Foreign investors infused ₹32,365 crore into Indian equities in July on the back of expectation of continued policy reforms and sustained economic growth and better-than-expected earnings season.
However, they pulled ₹1,027 crore from equities in the first two trading sessions of this month (August 1-2), data with the depositories showed.
There has been a mixed trend with respect to FPI flows following the budget announcement on increase in capital gains tax on equity investments.
Going forward, developments in the US economy and markets will set the trend for FPI in August, V K Vijayakumar, Chief Investment Strategist, Geojit Financial Services, said.
"Weaker-than-expected employment data along with slowing economy has made it certain that the US Fed is expected to cut rates in September. The more important question here is the extent of cut. Currently, there is strong commentary getting built for maybe a 50 basis points rate cut in interest rates," Vaibhav Porwal, Co-founder of Dezerv, said.
According to the data with the depositories, Foreign Portfolio Investors (FPIs) have made a net inflow of ₹32,365 crore in equities in July. This came following an inflow ₹26,565 crore in June driven by political stability and the sharp rebound in markets.
Before that, FPIs withdrew ₹25,586 crore in May on poll jitters and over ₹8,700 crore in April on concerns over a tweak in India's tax treaty with Mauritius and a sustained rise in US bond yields.

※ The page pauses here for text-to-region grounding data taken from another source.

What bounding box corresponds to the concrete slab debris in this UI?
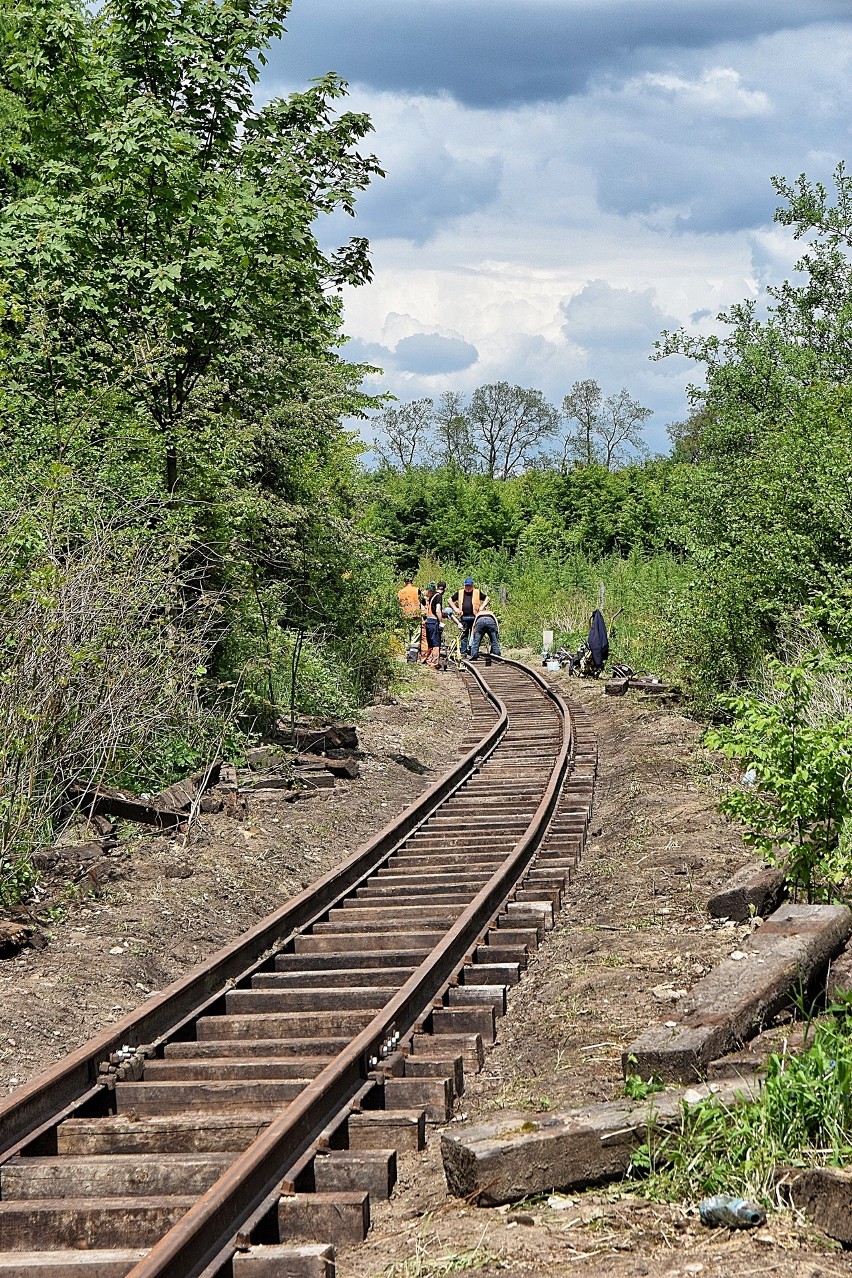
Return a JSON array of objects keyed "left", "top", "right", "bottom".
[
  {"left": 623, "top": 903, "right": 852, "bottom": 1082},
  {"left": 441, "top": 1080, "right": 752, "bottom": 1206},
  {"left": 707, "top": 861, "right": 786, "bottom": 922}
]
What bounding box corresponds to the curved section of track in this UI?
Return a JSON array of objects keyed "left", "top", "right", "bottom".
[{"left": 0, "top": 657, "right": 596, "bottom": 1278}]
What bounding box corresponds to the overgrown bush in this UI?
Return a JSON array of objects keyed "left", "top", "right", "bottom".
[
  {"left": 0, "top": 492, "right": 227, "bottom": 902},
  {"left": 706, "top": 641, "right": 852, "bottom": 903}
]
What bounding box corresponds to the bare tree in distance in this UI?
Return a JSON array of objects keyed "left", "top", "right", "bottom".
[
  {"left": 561, "top": 379, "right": 651, "bottom": 470},
  {"left": 597, "top": 388, "right": 652, "bottom": 469},
  {"left": 466, "top": 381, "right": 559, "bottom": 479},
  {"left": 432, "top": 390, "right": 476, "bottom": 469},
  {"left": 561, "top": 378, "right": 603, "bottom": 467},
  {"left": 373, "top": 398, "right": 434, "bottom": 469}
]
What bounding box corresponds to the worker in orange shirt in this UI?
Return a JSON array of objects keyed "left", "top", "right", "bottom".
[{"left": 397, "top": 575, "right": 420, "bottom": 622}]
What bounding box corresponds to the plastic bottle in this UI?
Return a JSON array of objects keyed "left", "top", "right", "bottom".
[{"left": 698, "top": 1193, "right": 766, "bottom": 1229}]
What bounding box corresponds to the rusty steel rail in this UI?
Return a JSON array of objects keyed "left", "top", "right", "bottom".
[
  {"left": 0, "top": 664, "right": 507, "bottom": 1160},
  {"left": 0, "top": 657, "right": 581, "bottom": 1277},
  {"left": 123, "top": 659, "right": 574, "bottom": 1277}
]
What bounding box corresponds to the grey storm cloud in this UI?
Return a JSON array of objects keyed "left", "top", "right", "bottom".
[
  {"left": 561, "top": 280, "right": 677, "bottom": 355},
  {"left": 345, "top": 333, "right": 479, "bottom": 376},
  {"left": 592, "top": 138, "right": 781, "bottom": 234},
  {"left": 349, "top": 149, "right": 501, "bottom": 244},
  {"left": 395, "top": 333, "right": 479, "bottom": 373},
  {"left": 273, "top": 0, "right": 849, "bottom": 107}
]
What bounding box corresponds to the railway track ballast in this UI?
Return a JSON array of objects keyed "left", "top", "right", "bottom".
[{"left": 0, "top": 656, "right": 596, "bottom": 1278}]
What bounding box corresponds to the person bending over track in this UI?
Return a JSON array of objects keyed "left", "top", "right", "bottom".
[{"left": 468, "top": 605, "right": 501, "bottom": 660}]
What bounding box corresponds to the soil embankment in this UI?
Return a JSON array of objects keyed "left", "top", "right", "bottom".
[{"left": 340, "top": 673, "right": 852, "bottom": 1278}]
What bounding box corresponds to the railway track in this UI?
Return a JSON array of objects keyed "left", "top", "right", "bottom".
[{"left": 0, "top": 656, "right": 596, "bottom": 1278}]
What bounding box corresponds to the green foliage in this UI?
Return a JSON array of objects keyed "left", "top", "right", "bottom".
[
  {"left": 631, "top": 1013, "right": 852, "bottom": 1203},
  {"left": 0, "top": 0, "right": 396, "bottom": 891},
  {"left": 0, "top": 849, "right": 37, "bottom": 907},
  {"left": 364, "top": 459, "right": 692, "bottom": 569},
  {"left": 655, "top": 164, "right": 852, "bottom": 707},
  {"left": 623, "top": 1069, "right": 664, "bottom": 1101},
  {"left": 0, "top": 0, "right": 381, "bottom": 492},
  {"left": 706, "top": 654, "right": 852, "bottom": 902}
]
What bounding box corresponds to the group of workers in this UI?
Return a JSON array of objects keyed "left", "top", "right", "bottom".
[{"left": 397, "top": 576, "right": 501, "bottom": 668}]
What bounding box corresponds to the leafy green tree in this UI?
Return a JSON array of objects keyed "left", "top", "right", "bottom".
[
  {"left": 465, "top": 381, "right": 559, "bottom": 479},
  {"left": 666, "top": 409, "right": 708, "bottom": 462},
  {"left": 653, "top": 165, "right": 852, "bottom": 703},
  {"left": 0, "top": 0, "right": 381, "bottom": 494}
]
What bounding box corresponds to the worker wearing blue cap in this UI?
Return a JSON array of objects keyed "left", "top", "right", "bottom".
[{"left": 449, "top": 578, "right": 489, "bottom": 658}]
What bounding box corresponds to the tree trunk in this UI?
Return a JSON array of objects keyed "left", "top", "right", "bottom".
[{"left": 166, "top": 444, "right": 178, "bottom": 494}]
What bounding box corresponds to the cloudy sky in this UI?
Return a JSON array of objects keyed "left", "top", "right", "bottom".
[{"left": 263, "top": 1, "right": 852, "bottom": 452}]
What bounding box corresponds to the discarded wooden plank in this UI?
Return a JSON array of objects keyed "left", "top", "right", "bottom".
[
  {"left": 274, "top": 720, "right": 358, "bottom": 755},
  {"left": 707, "top": 861, "right": 786, "bottom": 922},
  {"left": 329, "top": 724, "right": 358, "bottom": 750},
  {"left": 441, "top": 1079, "right": 753, "bottom": 1205},
  {"left": 152, "top": 761, "right": 221, "bottom": 813},
  {"left": 789, "top": 1168, "right": 852, "bottom": 1244},
  {"left": 0, "top": 921, "right": 32, "bottom": 958},
  {"left": 68, "top": 784, "right": 183, "bottom": 829},
  {"left": 324, "top": 757, "right": 360, "bottom": 780},
  {"left": 624, "top": 904, "right": 852, "bottom": 1082},
  {"left": 629, "top": 677, "right": 668, "bottom": 693},
  {"left": 51, "top": 841, "right": 103, "bottom": 865},
  {"left": 244, "top": 747, "right": 283, "bottom": 771},
  {"left": 293, "top": 756, "right": 329, "bottom": 772},
  {"left": 295, "top": 773, "right": 335, "bottom": 791}
]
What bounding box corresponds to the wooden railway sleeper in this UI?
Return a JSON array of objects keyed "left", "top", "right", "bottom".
[{"left": 0, "top": 656, "right": 585, "bottom": 1277}]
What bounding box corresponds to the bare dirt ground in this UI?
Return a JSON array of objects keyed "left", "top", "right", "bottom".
[
  {"left": 338, "top": 673, "right": 852, "bottom": 1278},
  {"left": 0, "top": 663, "right": 470, "bottom": 1093}
]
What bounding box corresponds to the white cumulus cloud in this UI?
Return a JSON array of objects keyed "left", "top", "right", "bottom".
[{"left": 633, "top": 67, "right": 772, "bottom": 117}]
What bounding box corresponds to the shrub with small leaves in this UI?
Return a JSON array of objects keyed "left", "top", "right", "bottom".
[{"left": 706, "top": 655, "right": 852, "bottom": 902}]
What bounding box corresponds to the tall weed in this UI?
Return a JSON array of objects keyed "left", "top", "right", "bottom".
[
  {"left": 631, "top": 1011, "right": 852, "bottom": 1203},
  {"left": 0, "top": 491, "right": 225, "bottom": 901}
]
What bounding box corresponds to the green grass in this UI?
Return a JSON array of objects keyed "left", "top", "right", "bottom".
[
  {"left": 416, "top": 549, "right": 687, "bottom": 679},
  {"left": 629, "top": 1008, "right": 852, "bottom": 1203}
]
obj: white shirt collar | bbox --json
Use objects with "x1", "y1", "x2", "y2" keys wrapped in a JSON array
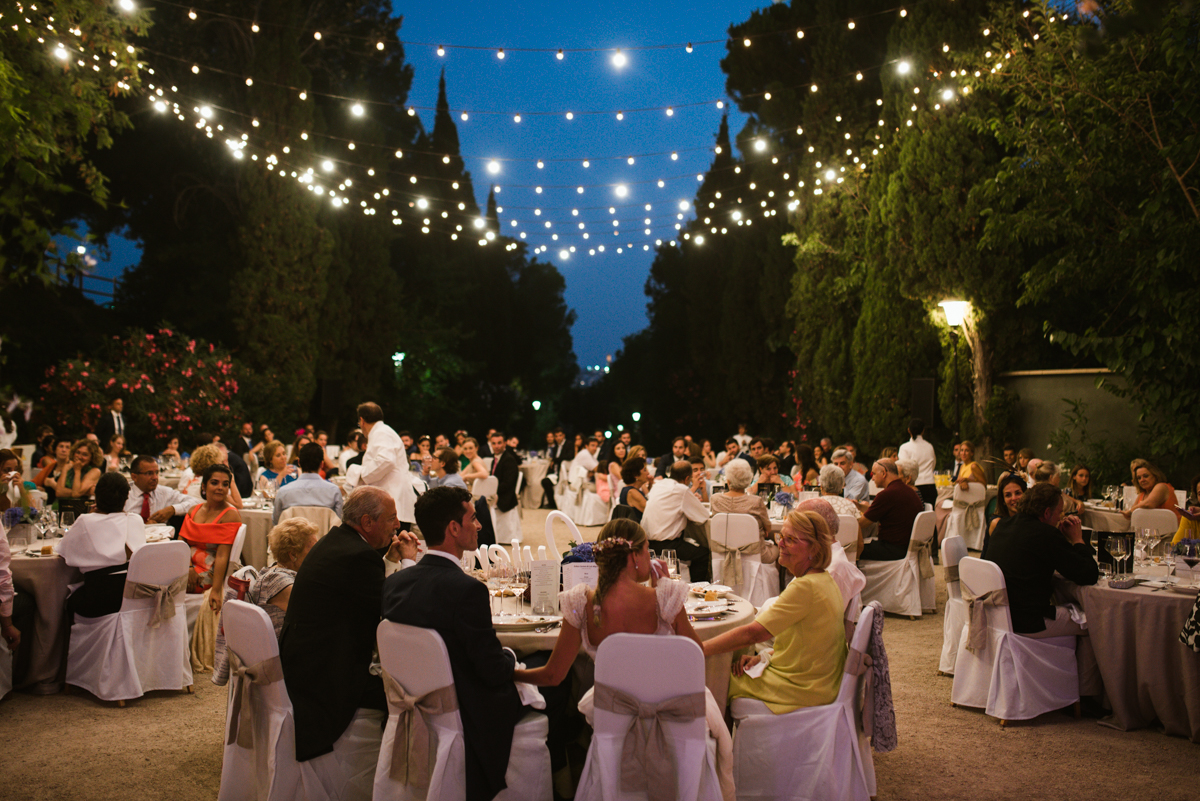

The resurgence in FPI investment can be attributed to sustained economic growth, government's focus on infrastructure development, better-than- expected earnings season that has improved corporate India's balance sheet, Himanshu Srivastava, Associate Director - Manager Research at Morningstar Investment Research India, said.
Additionally, upward revisions in India's GDP forecast by IMF and ADB, and a slowdown in China, also works in India's favour, he added.
Apart from equities, FPIs invested ₹22,363 crore in the debt market in July. This has pushed the debt tally to ₹94,628 crore this year so far.